While neuronal feedback is probably not coming to the Yoga or Pilates studio anytime soon, biofeedback has been used for more than 60 years in western societies.  In eastern philosophies, yoga and breathing techniques are also a form of biofeedback; with practice, yogis can voluntarily control their physiological processes.   As a Pilates or Yoga instructor you can do one of two things to incorporate biofeedback: either work with a trained biofeedback professional or from an eastern perspective, incorporate conscious breath regulation and body awareness.   Some companies, such as Wild Divine , offer self-delivered at-home biofeedback as an alternative to biofeedback by a trained professional. Body Brain Connect has not tried this at-home device is neutral about this product.

4) Brain Inspired fitness and teaching techniques are based on principles that are directly or indirectly related to neuroscience.

“For example, a claim that ‘learning is enhanced by challenge and inhibited by threat’ (Caine & Caine, 1994) inspires the design to optimally challenge but not threaten students” (Sylvan & Christoduolou, 2010, p. 3).  
So, with the new excitement about neuroscience, you may be inundated with claims that certain programs change your brain.

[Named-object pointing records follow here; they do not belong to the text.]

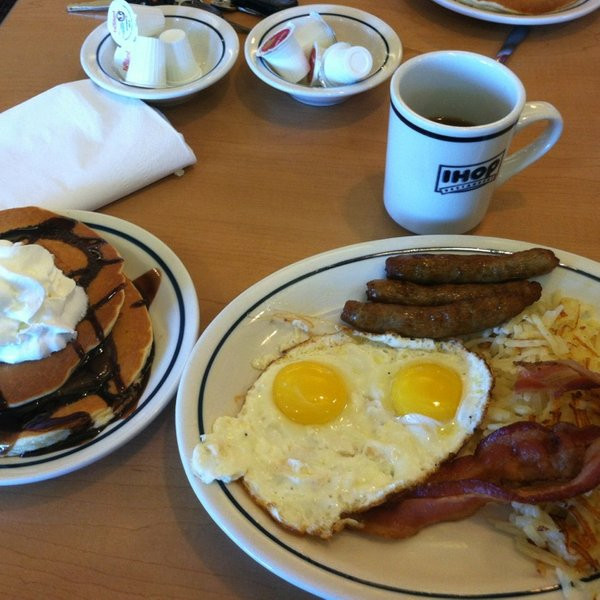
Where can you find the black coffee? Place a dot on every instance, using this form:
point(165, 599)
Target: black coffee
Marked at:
point(453, 121)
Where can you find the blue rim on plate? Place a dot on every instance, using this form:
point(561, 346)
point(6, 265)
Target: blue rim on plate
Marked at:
point(582, 8)
point(174, 313)
point(457, 552)
point(96, 57)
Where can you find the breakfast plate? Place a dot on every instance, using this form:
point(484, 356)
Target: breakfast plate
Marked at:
point(175, 319)
point(214, 43)
point(467, 559)
point(577, 10)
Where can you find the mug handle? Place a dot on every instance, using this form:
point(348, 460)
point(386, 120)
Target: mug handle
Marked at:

But the claims may be more rooted in behavioral changes and psychology than in neuroscience.  An example of this is to claim that a “right brained” person is better at learning Yoga or Pilates because the “right brained” person is more creative or spatially oriented. It is true that each hemisphere of the brain has specializations, but to generalize these anatomical differences to movement learning differences pushes the research too far and is more likely to box people into categories than to give helpful insights. There is no brain research that claims there are right and left brained personality traits  (OECD, 2007).  As a Yoga or Pilates instructor, don’t claim Yoga or Pilates will balance your right and left brain unless the information links you to some relevant research.



In Sum…

Instructors of Pilates, Yoga, and other mind-body practices are being bombarded with brain-based fitness and teaching techniques. You can analyze these programs and filter out what works for you by using these four categories and asking yourself, are they truly based in neuroscience and brain research?  If the research can demonstrate biological and behavioral changes, like meditation, you are incorporating a Brain Supported practice that can likely create changes in your brain.  If brain fitness or teaching techniques are merely Brain Inspired, they might not be based in neuroscience but rather in psychology or in sciences that are not actually measuring the brain.  Before spending money on an expensive brain-based fitness or teaching technique that is meant to improve Yoga or Pilates performance, check it against these categories and decide for yourself.  The more you know the more empowered you become.